Norfolk Southern reaffirmed full-year guidance of 3% revenue growth, and are targeting a 150 basis point improvement in the company’s OR. This will be massive for NSC as its OR is among the worst of the class 1 rail’s and we think if it comes to fruition the stock will outperform.

CN Rail (TSX:CN)

Canadian National Railway had a solid Q1 2025. The company had a 3.5% growth in revenue, and a 7.5% growth in EPS. In addition, CN had improved operational efficiency and cost control, resulting in a slight improvement in operating ratio.

During the earnings call, management really emphasized CN’s tight cost discipline in the quarter. This helped mitigate the impact of winter conditions which were closer to the long term norm – as the previous two winter seasons were milder than normal. CN implements three tiers of train length and speed restrictions at temperatures below 25 degrees Celsius – impacting car velocity. These restrictions came into play frequently in February even in the east, which is something they didnt have to deal with as often in the prior year. Despite this CN was still able to show solid numbers which was very encouraging.

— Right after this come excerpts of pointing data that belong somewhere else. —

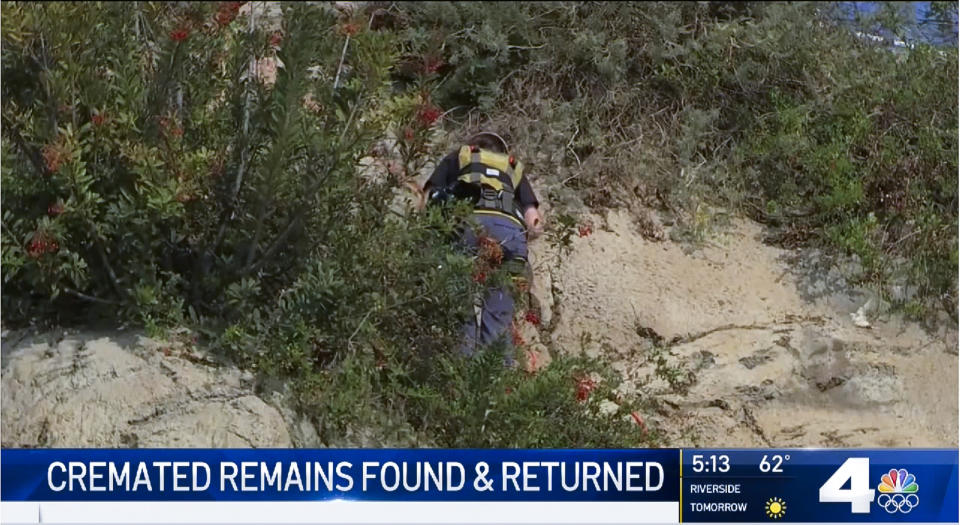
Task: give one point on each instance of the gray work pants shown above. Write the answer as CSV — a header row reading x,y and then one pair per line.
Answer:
x,y
498,303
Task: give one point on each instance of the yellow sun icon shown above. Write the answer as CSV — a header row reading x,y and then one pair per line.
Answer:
x,y
775,508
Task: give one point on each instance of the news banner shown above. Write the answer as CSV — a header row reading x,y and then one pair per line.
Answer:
x,y
478,486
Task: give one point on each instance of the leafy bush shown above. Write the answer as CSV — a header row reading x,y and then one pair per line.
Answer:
x,y
189,163
772,109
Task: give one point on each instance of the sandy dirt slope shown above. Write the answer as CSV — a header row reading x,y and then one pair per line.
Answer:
x,y
726,346
85,390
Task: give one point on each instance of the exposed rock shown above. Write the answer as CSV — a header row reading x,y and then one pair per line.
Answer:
x,y
85,391
743,344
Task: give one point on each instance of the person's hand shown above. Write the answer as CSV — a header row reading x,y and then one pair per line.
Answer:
x,y
534,222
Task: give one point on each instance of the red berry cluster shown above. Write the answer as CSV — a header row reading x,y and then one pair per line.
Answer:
x,y
276,38
180,34
585,385
41,244
227,12
479,276
53,157
428,114
490,250
516,336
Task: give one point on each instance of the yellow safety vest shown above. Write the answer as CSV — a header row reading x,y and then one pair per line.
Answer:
x,y
498,176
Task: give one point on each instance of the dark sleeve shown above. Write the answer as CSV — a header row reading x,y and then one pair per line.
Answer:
x,y
445,173
525,195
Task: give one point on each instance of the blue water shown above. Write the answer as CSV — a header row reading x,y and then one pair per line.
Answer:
x,y
919,22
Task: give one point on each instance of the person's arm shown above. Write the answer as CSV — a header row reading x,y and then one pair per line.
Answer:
x,y
530,207
444,174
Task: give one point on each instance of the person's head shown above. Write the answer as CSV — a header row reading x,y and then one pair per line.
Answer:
x,y
489,141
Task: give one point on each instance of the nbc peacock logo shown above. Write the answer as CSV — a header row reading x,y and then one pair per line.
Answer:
x,y
898,491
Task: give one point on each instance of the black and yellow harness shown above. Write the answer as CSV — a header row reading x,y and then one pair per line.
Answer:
x,y
497,177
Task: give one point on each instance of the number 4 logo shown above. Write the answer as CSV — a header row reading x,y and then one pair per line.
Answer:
x,y
859,495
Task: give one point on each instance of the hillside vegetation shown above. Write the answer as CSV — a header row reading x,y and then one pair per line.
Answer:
x,y
174,164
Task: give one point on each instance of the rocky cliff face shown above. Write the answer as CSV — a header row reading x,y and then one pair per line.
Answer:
x,y
88,391
742,344
734,344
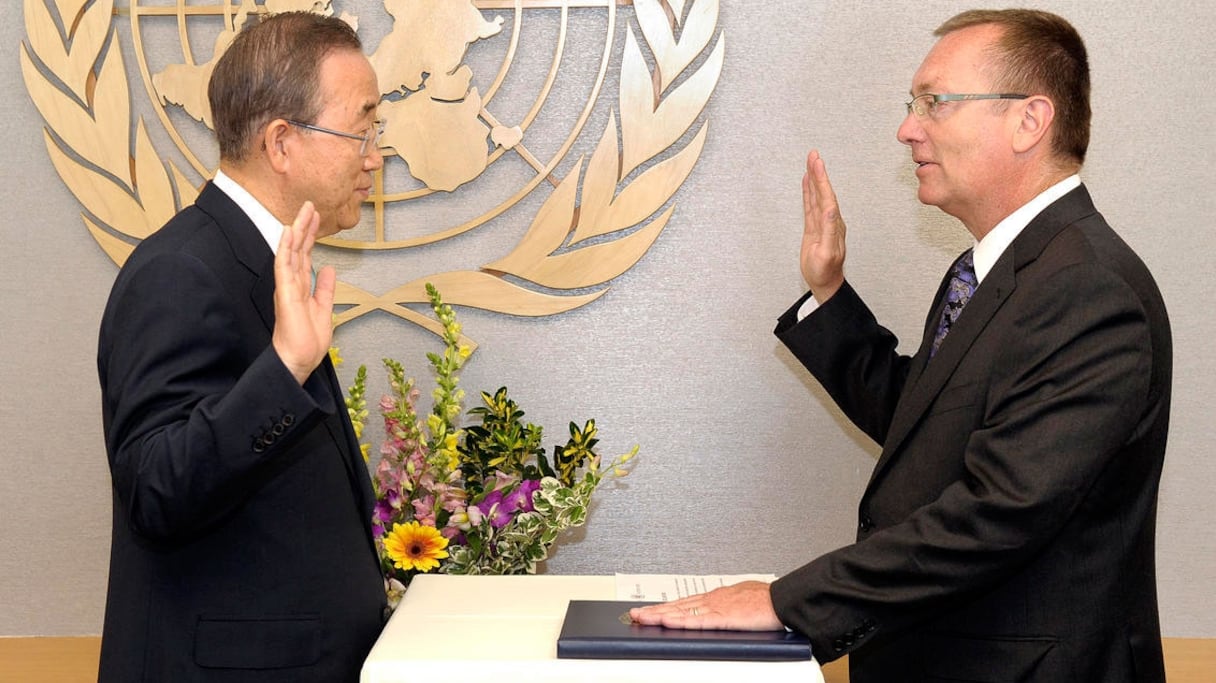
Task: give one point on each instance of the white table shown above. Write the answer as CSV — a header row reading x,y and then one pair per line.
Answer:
x,y
506,627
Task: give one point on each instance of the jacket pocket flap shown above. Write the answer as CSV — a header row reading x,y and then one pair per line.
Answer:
x,y
258,643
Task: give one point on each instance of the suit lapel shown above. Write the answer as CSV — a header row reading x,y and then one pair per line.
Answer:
x,y
925,379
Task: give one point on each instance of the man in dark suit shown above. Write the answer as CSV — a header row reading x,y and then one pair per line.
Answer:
x,y
1007,532
242,545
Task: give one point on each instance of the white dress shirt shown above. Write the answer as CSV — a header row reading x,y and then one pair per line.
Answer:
x,y
266,224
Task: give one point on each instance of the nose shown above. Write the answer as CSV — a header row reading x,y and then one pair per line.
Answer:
x,y
910,130
375,159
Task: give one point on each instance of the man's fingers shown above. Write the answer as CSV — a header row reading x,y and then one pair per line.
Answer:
x,y
326,281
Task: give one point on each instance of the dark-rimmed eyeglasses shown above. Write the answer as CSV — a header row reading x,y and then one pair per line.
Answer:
x,y
366,139
927,105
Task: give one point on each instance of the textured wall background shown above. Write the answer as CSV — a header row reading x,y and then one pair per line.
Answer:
x,y
746,466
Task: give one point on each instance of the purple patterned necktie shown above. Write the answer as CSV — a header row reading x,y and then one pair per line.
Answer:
x,y
962,284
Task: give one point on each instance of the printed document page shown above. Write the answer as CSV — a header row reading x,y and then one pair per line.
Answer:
x,y
663,587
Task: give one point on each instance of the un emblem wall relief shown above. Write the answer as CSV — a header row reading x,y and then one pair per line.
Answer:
x,y
456,142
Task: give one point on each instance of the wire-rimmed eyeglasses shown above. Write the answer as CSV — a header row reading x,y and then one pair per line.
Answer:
x,y
925,105
371,135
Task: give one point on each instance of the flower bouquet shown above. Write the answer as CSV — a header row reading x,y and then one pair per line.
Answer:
x,y
469,500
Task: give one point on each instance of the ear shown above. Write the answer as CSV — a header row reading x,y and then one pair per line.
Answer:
x,y
1037,114
276,141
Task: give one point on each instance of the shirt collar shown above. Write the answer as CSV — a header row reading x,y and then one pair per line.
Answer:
x,y
989,249
268,225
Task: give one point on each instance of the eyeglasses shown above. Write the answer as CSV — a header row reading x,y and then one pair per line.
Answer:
x,y
927,105
369,136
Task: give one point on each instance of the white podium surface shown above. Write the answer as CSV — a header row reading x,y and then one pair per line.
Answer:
x,y
506,627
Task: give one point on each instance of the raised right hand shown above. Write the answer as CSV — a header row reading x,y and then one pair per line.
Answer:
x,y
303,312
822,254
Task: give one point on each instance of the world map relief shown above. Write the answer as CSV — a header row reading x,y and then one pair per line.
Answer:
x,y
432,113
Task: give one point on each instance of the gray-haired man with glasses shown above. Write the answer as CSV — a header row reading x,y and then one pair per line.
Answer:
x,y
242,546
1007,532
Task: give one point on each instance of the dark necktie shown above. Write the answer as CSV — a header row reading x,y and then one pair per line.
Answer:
x,y
962,286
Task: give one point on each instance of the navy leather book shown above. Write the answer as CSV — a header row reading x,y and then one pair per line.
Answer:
x,y
601,630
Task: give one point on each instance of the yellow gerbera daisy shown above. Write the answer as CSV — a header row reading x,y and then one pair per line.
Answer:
x,y
414,546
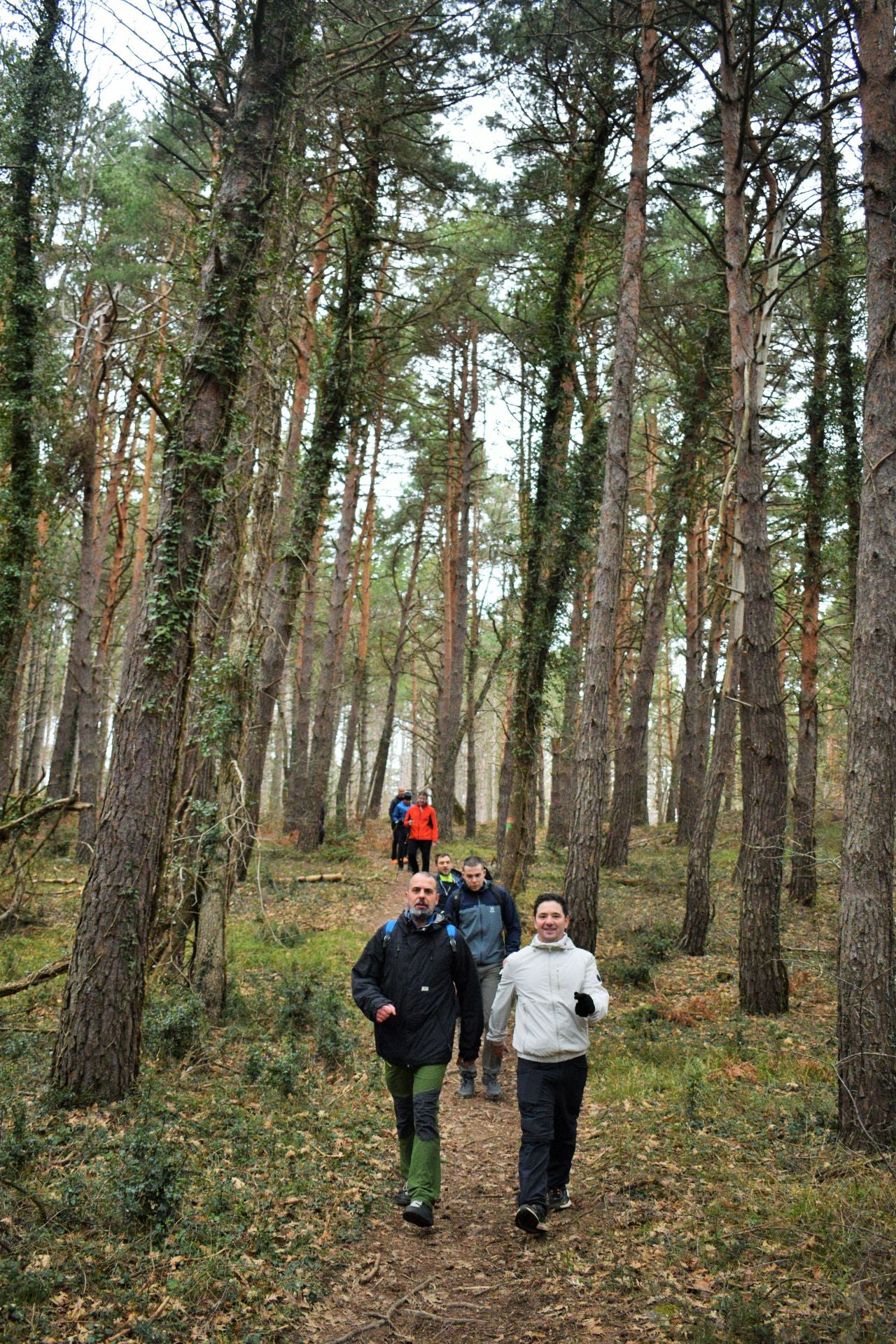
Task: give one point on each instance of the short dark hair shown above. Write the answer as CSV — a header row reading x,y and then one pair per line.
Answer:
x,y
551,895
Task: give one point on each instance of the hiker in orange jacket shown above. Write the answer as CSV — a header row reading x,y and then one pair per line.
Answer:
x,y
422,831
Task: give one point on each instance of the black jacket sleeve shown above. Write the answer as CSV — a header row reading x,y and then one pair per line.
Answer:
x,y
512,930
367,974
469,996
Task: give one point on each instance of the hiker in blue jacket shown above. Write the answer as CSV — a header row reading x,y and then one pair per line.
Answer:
x,y
399,830
413,976
399,797
448,878
489,921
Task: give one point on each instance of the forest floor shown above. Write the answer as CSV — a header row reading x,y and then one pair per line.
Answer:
x,y
242,1194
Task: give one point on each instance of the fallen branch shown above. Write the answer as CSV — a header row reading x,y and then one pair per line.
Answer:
x,y
27,1194
36,977
384,1317
69,804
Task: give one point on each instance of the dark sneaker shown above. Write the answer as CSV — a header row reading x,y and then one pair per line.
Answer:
x,y
418,1212
530,1218
559,1198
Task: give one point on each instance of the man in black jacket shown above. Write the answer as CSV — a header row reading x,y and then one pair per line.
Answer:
x,y
406,981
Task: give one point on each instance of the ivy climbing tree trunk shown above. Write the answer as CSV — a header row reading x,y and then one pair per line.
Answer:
x,y
97,1050
867,991
20,337
763,736
583,862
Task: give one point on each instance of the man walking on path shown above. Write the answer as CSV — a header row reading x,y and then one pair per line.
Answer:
x,y
399,797
447,876
422,832
558,993
410,980
488,918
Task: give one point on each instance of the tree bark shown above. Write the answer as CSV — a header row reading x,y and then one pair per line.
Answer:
x,y
378,774
450,702
343,363
867,992
583,863
22,319
763,739
626,780
97,1051
802,867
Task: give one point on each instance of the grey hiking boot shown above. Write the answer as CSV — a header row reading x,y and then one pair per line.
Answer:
x,y
559,1198
531,1218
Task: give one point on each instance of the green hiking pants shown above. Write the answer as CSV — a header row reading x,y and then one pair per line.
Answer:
x,y
415,1094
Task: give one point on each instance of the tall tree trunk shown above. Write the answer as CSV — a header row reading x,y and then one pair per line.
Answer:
x,y
22,318
359,682
691,762
302,680
867,990
78,683
449,713
564,746
330,673
697,899
97,1051
583,863
763,737
802,867
343,365
615,851
378,774
550,550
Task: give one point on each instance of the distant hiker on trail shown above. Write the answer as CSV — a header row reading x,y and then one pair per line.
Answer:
x,y
558,993
399,830
406,981
447,876
488,918
422,832
399,797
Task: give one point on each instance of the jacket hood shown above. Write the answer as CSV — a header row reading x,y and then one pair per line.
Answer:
x,y
566,941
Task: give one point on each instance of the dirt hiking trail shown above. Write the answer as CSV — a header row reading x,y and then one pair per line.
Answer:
x,y
475,1276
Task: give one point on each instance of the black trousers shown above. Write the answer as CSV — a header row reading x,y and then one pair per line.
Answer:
x,y
550,1098
424,846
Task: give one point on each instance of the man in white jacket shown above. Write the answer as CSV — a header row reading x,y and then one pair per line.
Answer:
x,y
558,993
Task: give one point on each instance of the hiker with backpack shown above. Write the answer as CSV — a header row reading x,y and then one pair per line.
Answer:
x,y
412,979
486,916
422,832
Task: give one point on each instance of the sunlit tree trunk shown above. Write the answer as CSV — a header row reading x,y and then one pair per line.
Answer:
x,y
583,863
867,991
763,738
97,1050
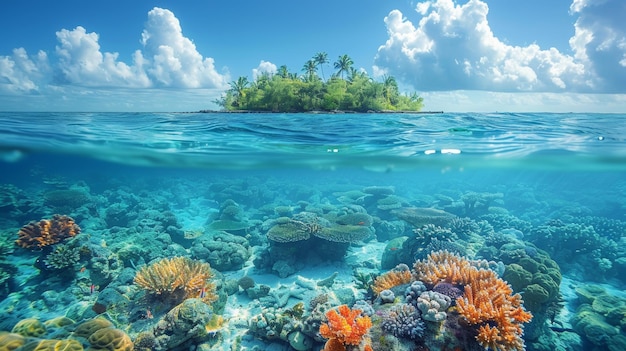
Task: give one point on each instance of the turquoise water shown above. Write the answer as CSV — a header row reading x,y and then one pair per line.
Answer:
x,y
546,188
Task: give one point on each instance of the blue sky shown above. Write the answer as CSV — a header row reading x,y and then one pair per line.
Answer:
x,y
476,55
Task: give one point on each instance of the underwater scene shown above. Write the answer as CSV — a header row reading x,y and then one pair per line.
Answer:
x,y
247,231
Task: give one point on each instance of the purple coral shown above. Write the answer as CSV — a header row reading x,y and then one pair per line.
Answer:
x,y
413,291
450,290
403,321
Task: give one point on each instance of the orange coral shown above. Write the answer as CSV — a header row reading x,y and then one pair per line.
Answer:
x,y
488,301
347,327
390,279
183,274
47,232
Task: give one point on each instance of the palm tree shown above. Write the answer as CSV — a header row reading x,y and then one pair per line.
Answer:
x,y
309,68
238,90
283,72
320,59
343,64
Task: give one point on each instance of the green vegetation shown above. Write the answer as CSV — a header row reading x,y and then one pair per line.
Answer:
x,y
347,90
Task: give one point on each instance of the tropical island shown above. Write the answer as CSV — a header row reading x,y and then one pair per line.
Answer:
x,y
348,89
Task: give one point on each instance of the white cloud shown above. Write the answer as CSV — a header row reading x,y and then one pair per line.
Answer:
x,y
174,59
599,41
452,47
169,60
264,67
82,63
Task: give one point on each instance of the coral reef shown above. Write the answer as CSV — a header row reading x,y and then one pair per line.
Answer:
x,y
180,277
345,327
36,235
403,321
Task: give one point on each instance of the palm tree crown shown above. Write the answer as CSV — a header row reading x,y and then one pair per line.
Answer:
x,y
343,65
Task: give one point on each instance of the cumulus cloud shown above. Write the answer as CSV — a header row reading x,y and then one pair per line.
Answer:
x,y
453,47
265,67
600,41
168,60
174,58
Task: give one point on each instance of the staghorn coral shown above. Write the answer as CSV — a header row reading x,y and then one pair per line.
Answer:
x,y
180,277
346,328
398,276
63,256
57,345
403,321
488,302
11,341
36,235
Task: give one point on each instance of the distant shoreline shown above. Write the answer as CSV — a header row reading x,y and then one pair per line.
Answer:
x,y
322,112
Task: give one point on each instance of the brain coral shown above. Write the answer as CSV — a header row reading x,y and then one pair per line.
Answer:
x,y
47,232
404,321
10,341
29,327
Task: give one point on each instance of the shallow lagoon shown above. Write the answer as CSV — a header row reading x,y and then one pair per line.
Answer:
x,y
541,198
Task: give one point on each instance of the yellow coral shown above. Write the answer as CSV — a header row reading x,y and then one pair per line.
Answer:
x,y
110,339
390,279
488,301
347,327
167,276
29,327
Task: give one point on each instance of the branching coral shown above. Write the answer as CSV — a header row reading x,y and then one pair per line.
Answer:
x,y
36,235
178,275
488,301
346,328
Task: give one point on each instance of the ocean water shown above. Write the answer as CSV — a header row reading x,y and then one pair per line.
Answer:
x,y
540,198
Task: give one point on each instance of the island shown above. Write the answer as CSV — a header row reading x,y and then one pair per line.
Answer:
x,y
347,90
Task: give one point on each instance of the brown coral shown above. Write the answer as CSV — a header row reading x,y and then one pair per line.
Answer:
x,y
58,345
390,279
36,235
177,275
11,341
487,302
29,327
347,327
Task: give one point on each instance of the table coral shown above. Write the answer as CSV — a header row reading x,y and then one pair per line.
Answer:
x,y
488,301
36,235
345,327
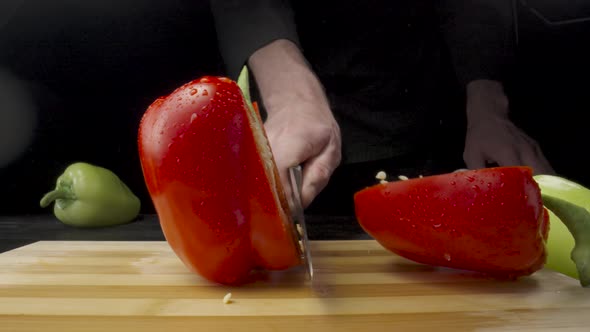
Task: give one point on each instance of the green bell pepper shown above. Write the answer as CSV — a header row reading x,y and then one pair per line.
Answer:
x,y
570,203
91,196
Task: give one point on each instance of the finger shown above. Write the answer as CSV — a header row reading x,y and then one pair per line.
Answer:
x,y
318,170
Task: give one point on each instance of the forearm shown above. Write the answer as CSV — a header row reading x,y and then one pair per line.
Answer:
x,y
284,76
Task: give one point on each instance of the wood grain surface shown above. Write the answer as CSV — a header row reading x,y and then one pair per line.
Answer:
x,y
358,286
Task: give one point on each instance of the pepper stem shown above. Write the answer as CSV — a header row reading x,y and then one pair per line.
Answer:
x,y
53,195
577,221
244,84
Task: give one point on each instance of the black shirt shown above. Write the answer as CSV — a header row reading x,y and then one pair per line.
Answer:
x,y
383,64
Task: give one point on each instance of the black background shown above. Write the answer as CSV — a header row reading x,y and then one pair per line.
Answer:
x,y
94,69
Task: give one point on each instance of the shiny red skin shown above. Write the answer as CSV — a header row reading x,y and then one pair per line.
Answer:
x,y
208,184
489,220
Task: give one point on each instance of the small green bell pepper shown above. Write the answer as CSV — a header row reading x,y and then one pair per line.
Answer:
x,y
91,196
570,203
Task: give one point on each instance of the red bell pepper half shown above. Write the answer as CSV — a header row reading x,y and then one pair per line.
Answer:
x,y
214,184
489,220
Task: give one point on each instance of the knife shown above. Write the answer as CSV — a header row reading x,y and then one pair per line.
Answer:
x,y
296,181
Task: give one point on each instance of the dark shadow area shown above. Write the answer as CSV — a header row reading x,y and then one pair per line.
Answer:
x,y
93,69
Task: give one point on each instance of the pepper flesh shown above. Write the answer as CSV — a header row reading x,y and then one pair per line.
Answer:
x,y
489,220
213,181
91,196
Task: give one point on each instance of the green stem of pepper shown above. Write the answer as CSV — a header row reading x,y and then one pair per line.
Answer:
x,y
244,84
577,220
59,193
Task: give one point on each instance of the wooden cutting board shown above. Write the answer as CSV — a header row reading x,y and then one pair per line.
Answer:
x,y
358,286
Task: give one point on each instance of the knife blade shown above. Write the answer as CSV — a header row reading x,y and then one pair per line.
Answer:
x,y
296,182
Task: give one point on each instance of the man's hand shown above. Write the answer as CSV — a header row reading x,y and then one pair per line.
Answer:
x,y
300,125
492,137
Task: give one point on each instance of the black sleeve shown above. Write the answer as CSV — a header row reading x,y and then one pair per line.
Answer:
x,y
480,36
244,26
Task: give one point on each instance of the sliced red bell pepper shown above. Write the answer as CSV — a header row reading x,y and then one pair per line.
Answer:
x,y
214,184
489,220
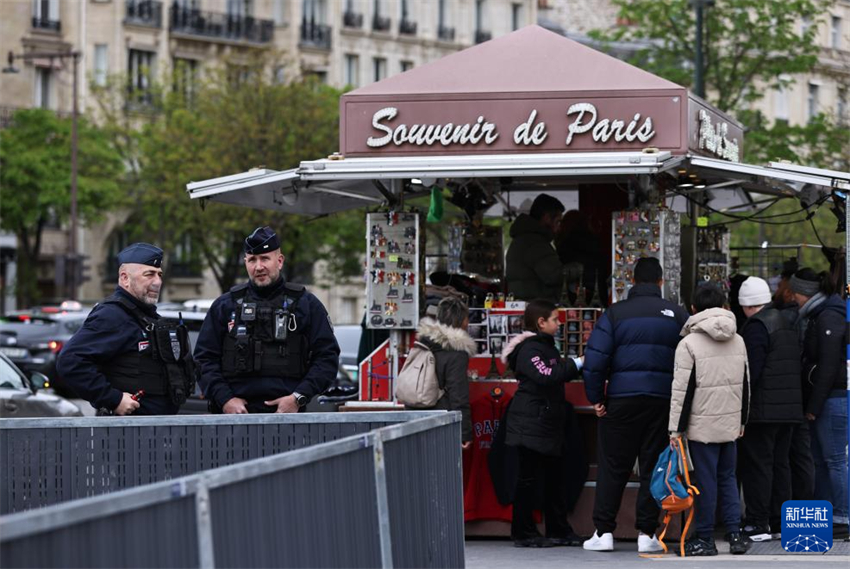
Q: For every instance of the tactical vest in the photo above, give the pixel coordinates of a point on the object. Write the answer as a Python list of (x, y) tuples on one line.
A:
[(778, 396), (161, 366), (265, 337)]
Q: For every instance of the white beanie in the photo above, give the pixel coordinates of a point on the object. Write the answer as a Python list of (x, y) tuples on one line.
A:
[(754, 292)]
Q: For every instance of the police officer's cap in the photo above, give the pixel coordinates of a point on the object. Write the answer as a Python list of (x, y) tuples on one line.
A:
[(142, 254), (262, 240)]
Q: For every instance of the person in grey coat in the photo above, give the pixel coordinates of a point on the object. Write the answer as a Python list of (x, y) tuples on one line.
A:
[(533, 269), (448, 340)]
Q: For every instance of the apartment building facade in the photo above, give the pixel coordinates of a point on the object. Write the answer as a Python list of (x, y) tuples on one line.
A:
[(343, 42)]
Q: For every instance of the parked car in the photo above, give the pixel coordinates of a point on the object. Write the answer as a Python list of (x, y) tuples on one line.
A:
[(33, 339), (22, 396)]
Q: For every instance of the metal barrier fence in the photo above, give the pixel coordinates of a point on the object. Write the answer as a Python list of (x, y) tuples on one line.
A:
[(391, 497), (48, 461)]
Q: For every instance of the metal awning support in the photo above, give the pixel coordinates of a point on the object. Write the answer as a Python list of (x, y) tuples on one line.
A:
[(326, 186)]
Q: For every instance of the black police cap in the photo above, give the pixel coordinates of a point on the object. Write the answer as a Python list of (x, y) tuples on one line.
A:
[(262, 240), (142, 254)]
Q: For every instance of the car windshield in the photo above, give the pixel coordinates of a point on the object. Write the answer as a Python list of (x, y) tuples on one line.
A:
[(9, 376)]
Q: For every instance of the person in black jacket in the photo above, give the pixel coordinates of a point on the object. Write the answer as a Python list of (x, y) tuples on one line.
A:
[(536, 426), (628, 377), (823, 318), (775, 407), (447, 339)]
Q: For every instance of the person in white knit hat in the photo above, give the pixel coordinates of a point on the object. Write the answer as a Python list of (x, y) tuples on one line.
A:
[(776, 405)]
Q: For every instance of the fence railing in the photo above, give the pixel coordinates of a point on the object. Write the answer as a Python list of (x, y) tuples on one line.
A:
[(390, 497)]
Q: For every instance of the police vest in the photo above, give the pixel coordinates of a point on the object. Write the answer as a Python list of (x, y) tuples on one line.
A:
[(162, 367), (777, 396), (265, 337)]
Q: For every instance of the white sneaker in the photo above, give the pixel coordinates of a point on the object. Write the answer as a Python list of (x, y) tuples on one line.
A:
[(648, 544), (605, 542)]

CN plans to resume share buybacks next quarter, which is something that investors will keep an eye on for Q2 results. One thing to keep an eye on is that CN hinted that FY revenue and earnings growth would happen in the back half of the year. This could mean that Q2 may be weaker than expected.

Canadian Pacific (TSX:CP)

CPKC had a great start to the year as revenue rose 8% and EPS climbed 14%. More notably, CPKC’s operating ratio improved to 65.3%, compared to 67.4% a year ago. Improvements also came as volumes measured in revenue ton-miles, increased 4% in the quarter. The cherry on top was the 4% share buyback program announced.

CPKC has adjusted its full-year 2025 earnings growth guidance due to trade policy uncertainty and currency fluctuations. The company now expects core diluted EPS growth to be in the 10-14% range, which is still solid.

There were many drivers to the strong quarter, but we want to highlight growth across a large portion of their freight mix. Grain revenue was up 4% with a 3% increase in volume. Potash revenue up 10% with an 8% increase in volume. Coal revenue surged 21% with a 10% rise in volume. Automotive revenue up 18% and volume up 24%. On top of all of this domestic intermodal volume increased by 8%.

Key Takeaways

  • CPKC and Norfolk Southern outperformed
  • CSX and Union Pacific underperformed
  • CN Delivered solid results but saw little stock movement

Market sentiment and corresponding stock performance of Class I rails in early Q2 2025 has been highly sensitive to earnings surprises, and operational outlooks. CPKC and NSC were notably rewarded for exceeding expectations and returning capital to shareholders which reflected in their stock prices.